NotebookLMとは「自社の資料だけ」を読み込むAI
NotebookLMは、Googleが提供するAIを活用したノートブックツールです。最大の特徴は、ユーザーがアップロードした資料だけをもとに回答を生成するという点にあります。
一般的な対話型AI(ChatGPTやGeminiなど)はインターネット上の広範な情報をもとに回答を生成しますが、NotebookLMは「アップロードされた資料の中」に限定して質問への応答や要約を行います。自社のマニュアルや報告書をアップロードすれば、自社専用のAIアシスタントのように使えるのです。
Googleアカウントがあれば無料で利用を開始でき、ITツールに不慣れなスタッフでもブラウザから直感的に操作できます。2026年現在は最新のGemini 3.1 Proを搭載し、複雑な質問への対応力も大幅に向上しています。
NotebookLMの基本機能と最新アップデート
NotebookLMはリリース以来、急速に機能を拡充してきました。2026年時点での主な機能を紹介します。
1. 資料のアップロードと一元管理
PDF、Googleドキュメント、Googleスライド、Webページ(URL指定)、テキストファイル、Word文書、さらには音声ファイルまで、さまざまな形式の資料を「ソース」としてアップロードできます。無料版では1つのノートブックに最大50件のソースを登録でき、これらの資料をまとめて管理・検索できます。
2. AIによる質問応答(引用元付き)
アップロードした資料に対して、自然な日本語で質問ができます。「クレーム対応の手順は?」「鶏肉の低温調理の温度と時間は?」といった質問を投げると、複数の資料から該当箇所を探し出し、引用元ページを示しながら回答してくれます。この引用元付き回答は、一般的な生成AIと比べて情報の信頼性を格段に高めます。
3. 資料の要約とノート作成
長い資料の要点を自動で要約したり、特定のテーマに沿ったノートを生成したりできます。30ページ以上ある衛生管理マニュアルのポイントを数分で把握するといった使い方が可能です。2026年初頭のアップデートでは、スライド修正機能やPowerPoint(PPTX)形式での出力にも対応しました。

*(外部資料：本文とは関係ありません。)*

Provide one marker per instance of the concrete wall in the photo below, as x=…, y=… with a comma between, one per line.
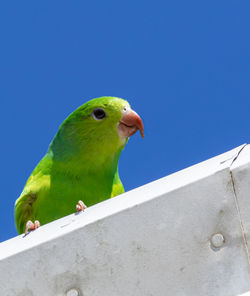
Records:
x=185, y=234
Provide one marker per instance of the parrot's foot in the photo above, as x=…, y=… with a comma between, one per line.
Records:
x=80, y=207
x=31, y=226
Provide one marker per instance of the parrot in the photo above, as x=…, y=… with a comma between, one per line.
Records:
x=80, y=167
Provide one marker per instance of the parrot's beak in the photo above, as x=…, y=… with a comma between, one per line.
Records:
x=129, y=124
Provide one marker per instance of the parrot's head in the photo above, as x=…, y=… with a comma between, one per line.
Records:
x=102, y=125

4. 音声概要(Audio Overview)の生成
アップロードした資料の内容をもとに、2人のAIホストが対話形式で解説するポッドキャスト風の音声コンテンツを自動生成できます。「資料を読む時間がないが、要点は押さえたい」という場面で、移動中や仕込み中に聴いて学ぶことができます。WAVファイルとしてダウンロードも可能です。
5. 動画概要(Video Overview)の生成【最新機能】
資料の内容をもとにナレーション付きのスライド動画を自動生成します。図表や引用・数値データが自動でビジュアル化されるため、スタッフへの説明資料や研修コンテンツとして活用できます。
6. フラッシュカード・クイズ機能【最新機能】
学習したい資料を選択するだけで、要点をまとめたフラッシュカードや4択形式のクイズを自動生成します。2026年3月のアップデートで、正解・不正解の記録や途中からの再開、難易度・トピックのカスタマイズ機能が追加されました。新人研修の理解度確認に活用できます。
7. インフォグラフィック生成【最新機能】
資料の内容をもとに、わかりやすいビジュアルのインフォグラフィックを自動生成します。日本語テキストにも対応しており、複雑な内容を視覚的にまとめて共有する際に役立ちます。

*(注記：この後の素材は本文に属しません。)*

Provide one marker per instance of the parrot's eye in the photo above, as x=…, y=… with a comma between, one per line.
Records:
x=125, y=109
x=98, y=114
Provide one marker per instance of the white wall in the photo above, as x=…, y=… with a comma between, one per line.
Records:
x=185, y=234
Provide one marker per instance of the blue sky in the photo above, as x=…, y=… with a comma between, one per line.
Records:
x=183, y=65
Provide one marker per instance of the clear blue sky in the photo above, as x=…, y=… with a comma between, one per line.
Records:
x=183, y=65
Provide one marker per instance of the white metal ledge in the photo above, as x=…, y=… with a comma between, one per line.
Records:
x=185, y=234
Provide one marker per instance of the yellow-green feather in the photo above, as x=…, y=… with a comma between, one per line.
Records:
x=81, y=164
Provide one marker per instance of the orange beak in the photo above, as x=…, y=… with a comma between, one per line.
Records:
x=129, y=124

8. Data Tables(データ表変換)【最新機能】
ファイル、Webサイト、YouTube動画、Googleドライブ上のデータを構造化されたテーブル形式に自動変換します。非構造化データから整理された表を抽出でき、売上データや顧客分析に活用できます。
出典:Google Workspace — NotebookLM 公式製品ページ
出典:Google Blog — NotebookLM 新機能発表(2024年12月)
NotebookLMの使い方:5ステップで始める
NotebookLMは、以下の手順で誰でも簡単に始められます。専門的なITスキルは不要です。
Step 1|公式サイトにアクセスする
ブラウザで notebooklm.google.com にアクセスします。スマートフォンの場合は、App Store(iOS)またはGoogle Play(Android)からNotebookLMアプリをダウンロードしても使えます。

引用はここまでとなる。